Mi sdraiavo indietro, senza parole. « Tutti questi mesi… lo stesso umorismo, quei gesti familiari. Mio Dio! Ho lavorato con mia figlia? »
« Ha così tanto di te », disse Emily dolcemente. « La tua ambizione, la tua creatività. Anche quella terribile abitudine di fare giochi di parole. »
Elsa tornò e ci trovò entrambi in silenzio, le lacrime mi rigavano il viso. Emily le prese la mano.

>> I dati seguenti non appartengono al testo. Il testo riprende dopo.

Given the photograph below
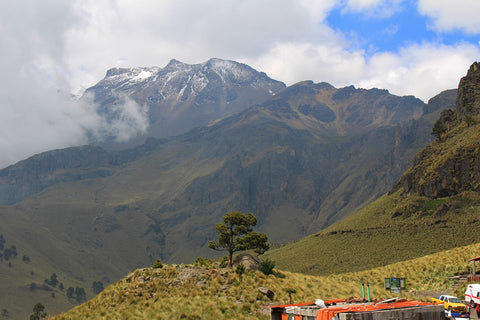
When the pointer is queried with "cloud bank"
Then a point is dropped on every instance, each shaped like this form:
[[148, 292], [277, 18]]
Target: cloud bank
[[51, 48]]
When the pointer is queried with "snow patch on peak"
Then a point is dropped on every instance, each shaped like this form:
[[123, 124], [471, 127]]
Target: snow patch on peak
[[227, 68]]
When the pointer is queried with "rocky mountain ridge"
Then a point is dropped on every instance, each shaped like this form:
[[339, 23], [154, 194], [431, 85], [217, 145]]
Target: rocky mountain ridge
[[183, 96], [451, 164], [299, 160]]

« Tesoro, dobbiamo parlare fuori. C’è qualcosa che devi sapere. Vieni con me. »
Se ne andarono per una lunga, delicata eternità. Stavo seduto lì, i ricordi mi travolgevano – il sorriso di Emily quel giorno in cui ci incontrammo, il nostro primo ballo, il nostro ultimo terribile dialogo prima dell’incidente… Tutto si allineava.
E mi resi conto che la vita, così come i miei sentimenti per Emily, non erano affatto finiti.